Kelihaian menyisir di sayap kiri lapangan, membuat R.E Suhendar menjadi salah satu nama yang paling disegani saat Persib berada pada zaman keemasan Kompetisi Perserikatan tahun 60-an. Hampir tidak ada yang dapat menghentikannya jika dia sudah menggirin bola untuk menusuk ke jantung pertahanan lawan. Hal itu membuat dia oleh rekan setimnya dijuluki "Si Banteng". Saat itu, dia bermain bersama Simon Hehanusa, Hermanus, Juju (kiper), Ishak Udin, Iljas Hadade, Rukma, Fatah Hidayat, Sunarto, Thio Him Tjhaiang, Ade Dana, Hengki Timisela, Wowo Sunaryo, Nazar, Omo Suratmo, Pietje Timisela, dll.

Julukan "Banteng" ini karena dia memiliki kecepatan dan badan besar, sehingga tahan bantingan. Posisi spesialisnya di sayap kiri makin sulit tergantikan karena dia juga memiliki spesialis tendangan kaki kiri sangat keras. Saat itu, Persib dihuni materi pemain berkualitas di semua lini sehingga berhasil menjadi juara pada Kompetisi 1961, setelah mengalahkan Persija Jakarta 3-1. Penampilannya yang gemilang itu membuat pria kelahiran Bandung 21 Maret 1938 ini terpilih masuk timnas Indonesia di bawah pelatih asal Yugoslavia Tony Poganic.

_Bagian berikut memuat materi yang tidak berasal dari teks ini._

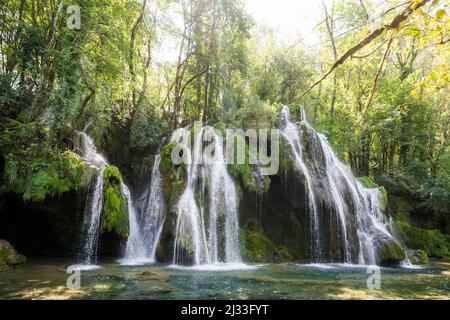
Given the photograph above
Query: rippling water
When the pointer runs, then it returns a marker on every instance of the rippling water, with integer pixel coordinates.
(46, 279)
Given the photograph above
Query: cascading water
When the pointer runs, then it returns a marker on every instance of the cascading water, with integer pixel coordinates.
(94, 208)
(290, 132)
(207, 225)
(135, 247)
(142, 243)
(325, 176)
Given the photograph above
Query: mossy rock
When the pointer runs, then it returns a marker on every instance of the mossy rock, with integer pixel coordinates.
(251, 175)
(368, 183)
(9, 257)
(115, 215)
(256, 247)
(392, 253)
(37, 169)
(221, 127)
(418, 257)
(174, 176)
(432, 242)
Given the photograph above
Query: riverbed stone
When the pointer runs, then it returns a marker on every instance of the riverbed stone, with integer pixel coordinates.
(9, 257)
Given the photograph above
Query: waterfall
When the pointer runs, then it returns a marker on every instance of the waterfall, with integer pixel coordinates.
(290, 132)
(135, 249)
(142, 243)
(94, 208)
(325, 176)
(207, 225)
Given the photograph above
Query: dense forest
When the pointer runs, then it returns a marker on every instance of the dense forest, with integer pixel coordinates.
(129, 72)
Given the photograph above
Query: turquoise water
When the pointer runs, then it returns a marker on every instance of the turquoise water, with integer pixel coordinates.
(46, 279)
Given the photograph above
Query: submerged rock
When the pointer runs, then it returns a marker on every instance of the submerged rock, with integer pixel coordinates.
(9, 257)
(115, 216)
(391, 253)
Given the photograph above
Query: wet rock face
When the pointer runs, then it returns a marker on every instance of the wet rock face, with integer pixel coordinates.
(9, 257)
(391, 253)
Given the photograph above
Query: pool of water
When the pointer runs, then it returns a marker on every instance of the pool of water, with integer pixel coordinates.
(47, 279)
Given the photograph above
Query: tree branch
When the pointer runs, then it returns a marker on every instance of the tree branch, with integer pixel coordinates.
(395, 23)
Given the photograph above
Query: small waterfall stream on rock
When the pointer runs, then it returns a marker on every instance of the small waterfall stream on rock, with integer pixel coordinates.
(207, 225)
(135, 249)
(95, 204)
(328, 180)
(145, 232)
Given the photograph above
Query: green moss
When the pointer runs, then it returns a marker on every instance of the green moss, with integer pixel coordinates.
(248, 173)
(9, 257)
(392, 253)
(285, 158)
(419, 257)
(221, 127)
(115, 215)
(35, 168)
(255, 246)
(174, 175)
(432, 242)
(368, 182)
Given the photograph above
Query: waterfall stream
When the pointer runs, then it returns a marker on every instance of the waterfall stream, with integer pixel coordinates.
(326, 176)
(135, 248)
(207, 228)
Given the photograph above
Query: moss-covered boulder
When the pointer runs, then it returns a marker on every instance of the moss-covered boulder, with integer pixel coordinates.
(432, 242)
(368, 183)
(391, 253)
(174, 176)
(115, 208)
(35, 167)
(9, 257)
(252, 175)
(418, 257)
(256, 247)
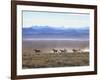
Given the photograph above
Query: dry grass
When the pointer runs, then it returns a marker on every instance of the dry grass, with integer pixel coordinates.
(42, 60)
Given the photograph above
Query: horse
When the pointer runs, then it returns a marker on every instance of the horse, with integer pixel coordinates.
(76, 50)
(55, 50)
(63, 50)
(37, 50)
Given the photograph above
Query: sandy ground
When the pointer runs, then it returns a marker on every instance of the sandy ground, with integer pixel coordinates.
(47, 58)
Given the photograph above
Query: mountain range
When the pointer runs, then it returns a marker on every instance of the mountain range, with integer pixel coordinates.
(52, 32)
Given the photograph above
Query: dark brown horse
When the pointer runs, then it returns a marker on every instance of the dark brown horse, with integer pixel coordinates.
(63, 50)
(55, 50)
(76, 50)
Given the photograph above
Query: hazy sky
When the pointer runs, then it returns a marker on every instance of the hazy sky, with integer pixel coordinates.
(66, 20)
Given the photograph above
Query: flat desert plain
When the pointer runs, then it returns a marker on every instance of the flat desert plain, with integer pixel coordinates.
(48, 58)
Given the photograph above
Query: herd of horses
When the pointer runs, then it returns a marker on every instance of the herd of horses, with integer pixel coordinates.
(60, 50)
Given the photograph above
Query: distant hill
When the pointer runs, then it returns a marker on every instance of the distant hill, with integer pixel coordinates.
(50, 32)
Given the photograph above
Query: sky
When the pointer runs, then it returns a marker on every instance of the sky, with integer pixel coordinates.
(55, 19)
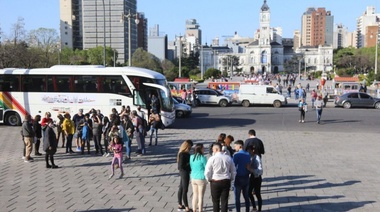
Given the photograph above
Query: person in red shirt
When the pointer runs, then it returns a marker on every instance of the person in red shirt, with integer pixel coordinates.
(45, 120)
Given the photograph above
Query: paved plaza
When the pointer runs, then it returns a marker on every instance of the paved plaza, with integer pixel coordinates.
(303, 171)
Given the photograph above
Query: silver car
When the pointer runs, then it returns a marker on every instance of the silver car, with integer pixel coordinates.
(181, 110)
(211, 96)
(357, 99)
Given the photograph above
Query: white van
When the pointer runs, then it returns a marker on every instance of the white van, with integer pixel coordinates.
(260, 94)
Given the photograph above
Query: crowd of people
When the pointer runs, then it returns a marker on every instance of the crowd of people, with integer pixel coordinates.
(106, 133)
(232, 166)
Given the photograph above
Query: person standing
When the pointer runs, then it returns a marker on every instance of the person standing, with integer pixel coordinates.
(68, 128)
(183, 161)
(253, 140)
(50, 145)
(97, 133)
(76, 118)
(318, 108)
(28, 135)
(106, 127)
(302, 107)
(313, 97)
(241, 159)
(139, 133)
(38, 134)
(220, 171)
(154, 120)
(255, 180)
(198, 181)
(117, 148)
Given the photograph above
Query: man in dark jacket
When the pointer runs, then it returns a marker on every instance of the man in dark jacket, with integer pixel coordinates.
(254, 141)
(50, 145)
(28, 134)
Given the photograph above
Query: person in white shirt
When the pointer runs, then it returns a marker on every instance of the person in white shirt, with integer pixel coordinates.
(220, 172)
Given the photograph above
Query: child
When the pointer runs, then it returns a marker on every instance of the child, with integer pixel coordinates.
(117, 148)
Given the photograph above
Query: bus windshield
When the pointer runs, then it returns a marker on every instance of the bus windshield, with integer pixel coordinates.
(145, 87)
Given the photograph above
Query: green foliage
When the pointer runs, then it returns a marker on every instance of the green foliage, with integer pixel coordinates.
(144, 59)
(212, 72)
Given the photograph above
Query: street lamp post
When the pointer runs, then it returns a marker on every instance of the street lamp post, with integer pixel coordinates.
(104, 34)
(180, 39)
(128, 16)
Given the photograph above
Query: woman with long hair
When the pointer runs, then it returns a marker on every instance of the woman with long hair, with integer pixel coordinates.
(198, 181)
(183, 160)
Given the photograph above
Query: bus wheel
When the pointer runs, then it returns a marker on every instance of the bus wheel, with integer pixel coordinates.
(277, 104)
(245, 103)
(12, 119)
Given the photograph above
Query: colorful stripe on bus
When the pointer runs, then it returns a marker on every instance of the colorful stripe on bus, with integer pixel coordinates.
(8, 102)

Namun, kini dia tidak seperkasa dulu lagi. Ia terserang sakit stroke dan membuatnya tergolek lemas di rumahnya di Jln. Moh. Toha belakang 315, Gg. Hanafiah 205/203 Bandung. Kulitnya terlihat sudah menempel di tulang sekujur tubuh. Ia lebih banyak diamn dan dirawat istri tercintanya, Mien Tarmilah sembari melakukan rawat jalan di RS Immanuel. Menurut Mien, kondisi tubuh suaminya dulu terkenal besar dan kekar. Namun, setelah terserang stroke akibat kadar kolesterol yang tinggi, kini berat badannya pun sudah menyusut drastis. "Dulu bapak dikenal karena badannya yang tinggi dan besar, tetapi sejak terserang stroke dan karena faktor usia juga, berat badannya menyusut hampir 20 kg," ujarnya.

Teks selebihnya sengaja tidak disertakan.